Susan MacManus, the survey director and a political scientist at the University of South Florida, says that almost all Floridians agree on this issue.
"This is probably the most solid and most consensual opinion that we've seen in virtually the entire Sunshine State Survey," she says.
This fifth annual survey of Floridians also shows that women were most in favor of the screenings.
McManus says this information highlights how Floridians are linking mental health and recent mass shootings.
"When the perpetrator or the accused is finally captured and you peel back, what do you see almost always?" she says. "There is a link to some kind of mental health problem."
Only three percent of the 1,200 adults surveyed had no opinion on this issue.
Data coming from the survey also shows that Floridians are uncomfortable with police officers using drones.

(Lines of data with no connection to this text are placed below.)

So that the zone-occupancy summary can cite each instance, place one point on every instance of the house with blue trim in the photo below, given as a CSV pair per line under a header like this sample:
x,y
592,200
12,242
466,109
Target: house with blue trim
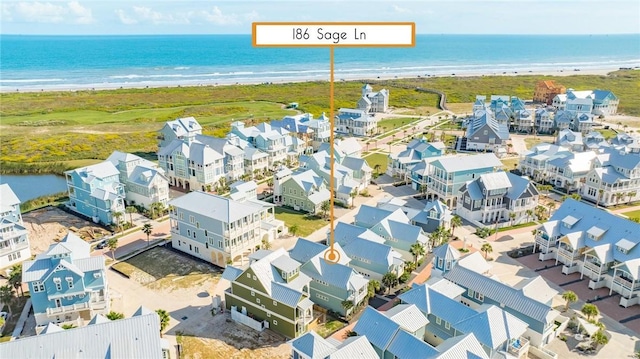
x,y
394,226
400,164
331,283
595,243
14,238
369,254
96,192
67,285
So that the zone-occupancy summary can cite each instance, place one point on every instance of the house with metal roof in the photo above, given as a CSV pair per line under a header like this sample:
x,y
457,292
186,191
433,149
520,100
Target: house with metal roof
x,y
134,337
355,122
497,198
482,290
14,237
272,292
596,244
313,346
332,283
446,175
67,285
394,227
96,192
221,230
400,164
144,181
369,254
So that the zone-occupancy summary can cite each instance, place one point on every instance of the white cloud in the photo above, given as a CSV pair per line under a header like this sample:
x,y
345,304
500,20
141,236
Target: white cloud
x,y
40,12
124,18
217,17
83,14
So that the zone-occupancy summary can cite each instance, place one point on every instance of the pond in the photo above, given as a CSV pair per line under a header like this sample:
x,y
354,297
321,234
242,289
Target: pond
x,y
28,187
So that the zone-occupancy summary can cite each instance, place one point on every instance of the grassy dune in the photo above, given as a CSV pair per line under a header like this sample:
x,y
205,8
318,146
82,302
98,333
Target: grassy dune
x,y
43,128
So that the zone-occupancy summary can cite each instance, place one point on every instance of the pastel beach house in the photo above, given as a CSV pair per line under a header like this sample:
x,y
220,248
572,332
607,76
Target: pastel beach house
x,y
14,238
67,285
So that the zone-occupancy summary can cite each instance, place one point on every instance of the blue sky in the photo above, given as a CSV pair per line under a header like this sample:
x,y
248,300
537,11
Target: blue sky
x,y
235,17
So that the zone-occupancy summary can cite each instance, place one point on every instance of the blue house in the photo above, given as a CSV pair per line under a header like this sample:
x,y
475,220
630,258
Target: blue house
x,y
67,285
331,283
14,239
96,192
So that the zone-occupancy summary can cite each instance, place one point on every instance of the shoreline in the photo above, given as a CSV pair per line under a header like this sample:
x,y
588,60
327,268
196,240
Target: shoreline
x,y
286,80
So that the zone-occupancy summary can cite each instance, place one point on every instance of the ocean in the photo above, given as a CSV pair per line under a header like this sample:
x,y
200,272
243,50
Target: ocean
x,y
80,62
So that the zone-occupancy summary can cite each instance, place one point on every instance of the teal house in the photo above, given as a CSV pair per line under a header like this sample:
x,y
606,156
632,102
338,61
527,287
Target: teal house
x,y
67,285
332,284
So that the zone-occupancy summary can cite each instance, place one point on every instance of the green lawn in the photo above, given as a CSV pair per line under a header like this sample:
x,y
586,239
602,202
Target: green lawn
x,y
377,159
306,223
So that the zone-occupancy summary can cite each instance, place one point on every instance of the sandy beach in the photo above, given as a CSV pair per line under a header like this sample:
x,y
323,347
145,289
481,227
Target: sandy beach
x,y
283,80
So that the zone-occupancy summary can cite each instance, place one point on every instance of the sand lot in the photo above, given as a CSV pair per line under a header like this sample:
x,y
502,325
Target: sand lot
x,y
49,224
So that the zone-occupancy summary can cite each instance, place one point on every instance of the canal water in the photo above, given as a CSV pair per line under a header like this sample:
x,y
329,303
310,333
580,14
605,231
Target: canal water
x,y
28,187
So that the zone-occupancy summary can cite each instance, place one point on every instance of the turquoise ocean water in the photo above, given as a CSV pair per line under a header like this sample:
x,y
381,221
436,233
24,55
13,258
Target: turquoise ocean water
x,y
61,62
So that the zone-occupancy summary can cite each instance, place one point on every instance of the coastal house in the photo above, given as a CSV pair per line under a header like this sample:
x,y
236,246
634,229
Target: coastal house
x,y
313,346
546,90
96,192
595,243
498,332
135,337
354,122
485,133
144,181
533,307
394,227
193,161
332,283
14,238
67,285
369,254
302,190
446,175
500,198
433,215
400,164
221,230
271,293
373,101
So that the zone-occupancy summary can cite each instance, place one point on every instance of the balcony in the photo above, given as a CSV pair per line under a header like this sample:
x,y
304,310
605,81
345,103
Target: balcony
x,y
518,347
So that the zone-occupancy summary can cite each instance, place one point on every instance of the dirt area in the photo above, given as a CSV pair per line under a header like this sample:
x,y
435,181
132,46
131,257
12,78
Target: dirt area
x,y
163,269
49,224
231,341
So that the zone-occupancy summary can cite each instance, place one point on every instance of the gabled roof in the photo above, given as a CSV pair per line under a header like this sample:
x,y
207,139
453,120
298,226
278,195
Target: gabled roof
x,y
493,327
461,347
502,293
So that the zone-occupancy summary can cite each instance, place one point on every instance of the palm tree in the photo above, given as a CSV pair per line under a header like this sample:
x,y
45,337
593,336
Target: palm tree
x,y
325,207
6,296
164,319
417,250
590,310
456,221
147,229
114,315
486,248
15,278
131,210
570,297
293,229
389,280
113,245
117,216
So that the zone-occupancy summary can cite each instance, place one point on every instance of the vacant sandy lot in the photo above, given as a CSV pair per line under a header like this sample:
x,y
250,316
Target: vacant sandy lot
x,y
49,224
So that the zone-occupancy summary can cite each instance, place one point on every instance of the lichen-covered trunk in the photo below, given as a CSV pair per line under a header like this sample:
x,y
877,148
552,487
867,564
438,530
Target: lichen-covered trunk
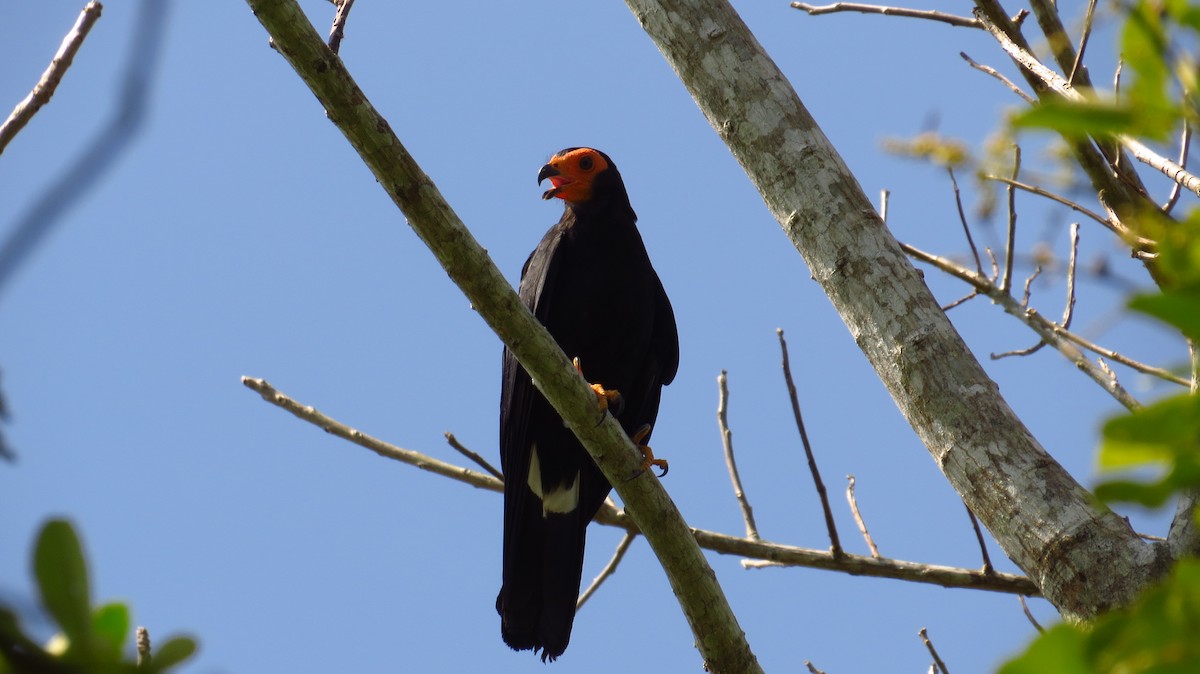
x,y
1084,557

Ninety percent of those surveyed think wearing a body camera is a good policy, but believe drones are invasive. MacManus says some Floridians think the policy crosses a line.
"Some people see it as a privacy issue, an invasion of privacy," she says. "And others see it as more of a way of catching criminals and those are two very different opinions."
Those in favor of drones has increased from 26 percent in 2014 to 31 percent this year.
MacManus says this is because of shifting opinions on protecting rights.
"There's been a lot of attention to the erosion of individual rights and attention to privacy," she says.
The survey says those in favor of drone use are generally older adults with full-time jobs and an income of at least $75,000 a year.
The survey says those in favor of drone use are generally older adults with full-time jobs and an income of at least $75,000 a year.
The survey is conducted by the University of South Florida and the Nielsen Company.